Imploring Texas Baptists to love each other as the family they are, Ellis Orozco tied it to the church’s gospel imperative. “The greatest evangelistic strategy ever,” he said, came “straight from the heart and lips of Jesus.”
Christ told his disciples that people will know they belong to him “by the way you love each other,” Orozco said. “When people who are out in the world look into the life of the church and see the way you love each other, and they say, ‘I don’t know what these people have – but whatever it is, I want it.’”
Orozco, coach to pastors at Karooso Ministries, recently retired after 30 years as a senior pastor at three Texas Baptists churches – most recently at First Baptist Church in Richardson – addressed messengers Sunday night at the first Worship Celebration of the 2023 Texas Baptists Family Gathering. Preaching from Acts 2:42-47, he showed how the earliest church was both devoted and generous in several ways.
Orozco’s message was translated into Spanish by Jesse Rincones, executive director of Convención Bautista Hispana de Texas and lead pastor of Alliance Church in Lubbock.
Orozco related his family’s story, beginning with his grandfather’s emigration in 1919 from Mexico to Texas. He worked and eventually settled near Houston, purchasing a plot of land that a multiplying family lived on for years. The family, he said, lived next to each other and cared for each other in sacrificial ways. Later, he asked his father why he had paid for the education of his cousins whose fathers had died.
“He didn’t even understand the question,” Orozco said. “He just shakes his head, like he does whenever I ask a stupid question, and he says, ‘It’s family. That’s what you do for family.’”
Orozco noted the Family Gathering’s theme for 2023 is “the family of God, the household of God, and that just as we don’t choose our biological families, “it’s the same with the church.”
“Jesus chooses who is part of his family,” Orozco said, “and look at the people Jesus chooses: fishermen, tax collectors, prostitutes – not exactly Harvard material. These are the people Jesus chooses. We don’t get to choose.”
The final verses of Acts 2, Orozco said, “paint a picture of a church that was indeed a family, both devoted and generous.”
The church was devoted to the Scripture, to fellowship, to remembering Jesus and to prayer. It was generous in sharing resources with each other, in giving to those in need, in hospitality and in sharing the gospel.
Describing how the believers shared things in common, he noted it wasn’t “communism, socialism, or any -ism,” but a necessity because when Jews became Christians, they were typically disowned by their families and communities.
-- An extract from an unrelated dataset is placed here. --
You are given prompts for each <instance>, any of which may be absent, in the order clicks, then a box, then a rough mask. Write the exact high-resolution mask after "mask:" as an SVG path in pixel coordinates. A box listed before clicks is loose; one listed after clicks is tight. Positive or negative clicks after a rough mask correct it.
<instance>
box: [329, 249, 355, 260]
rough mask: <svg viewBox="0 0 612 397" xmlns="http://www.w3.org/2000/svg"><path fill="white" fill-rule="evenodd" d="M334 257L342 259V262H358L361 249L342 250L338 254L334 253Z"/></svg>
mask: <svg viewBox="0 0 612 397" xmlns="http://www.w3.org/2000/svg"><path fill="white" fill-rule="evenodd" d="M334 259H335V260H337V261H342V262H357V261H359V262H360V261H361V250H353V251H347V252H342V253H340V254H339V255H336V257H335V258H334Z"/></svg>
“For many of these new Christians, the church is their new family, and suddenly the only family they have,” he said. “So they were together and had everything in common. Of course they did, as my father would say, because ‘that’s what you do for family.’”
The early church also was generous in hospitality, which it practiced indiscriminately. Orozco encouraged Texas Baptists to do the same as a way to follow the early church’s final example of generosity: Sharing the gospel.
“It’s simple,” Orozco said. “Those who are against the gospel aren’t against enchiladas.”
The question churches must ask, he said, is simple: “When the world looks into your church, what do they see?”
“I’m concerned that increasingly in the evangelical church, they don’t see churches with arms open wide, but they see a church with clenched fists, waiting to fight – fighting with each other, fighting the world.”
Orozco’s grandfather was 25 when he left Monterey, Mexico, leaving his family behind. It wasn’t an easy decision or trip, Orozco said, adding that crossing the Rio Grande took courage. “But he closed his eyes, took a deep breath and jumped” – and the results more than 100 years later, include several generations of descendants who have achieved success in many ways.
“I wonder if he could ever have imagined what his courageous leap of faith would produce,” Orozco said.
And then he charged Texas Baptists to do something similar in embracing and loving each other as the family of God.
“That’s what Jesus is asking you to do: the hard thing, the scary thing,” he said. “To be a true family. Because families are messy. To be a safe place, where there is now no condemnation. To accept those who think and look and believe differently than you.
“That’s hard to do. It takes a lot of courage. You have to close your eyes, take a deep breath and say a little prayer in order to be the true family of God.”
The Worship Celebration also featured Trio de Hoy, a Latin gospel band that has spent, as one member said, “25 years singing together” to share the gospel, “especially in the language of heaven – español.”
Texas Baptists is a movement of God’s people to share Christ and show love by strengthening churches and ministers, engaging culture and connecting the nations to Jesus.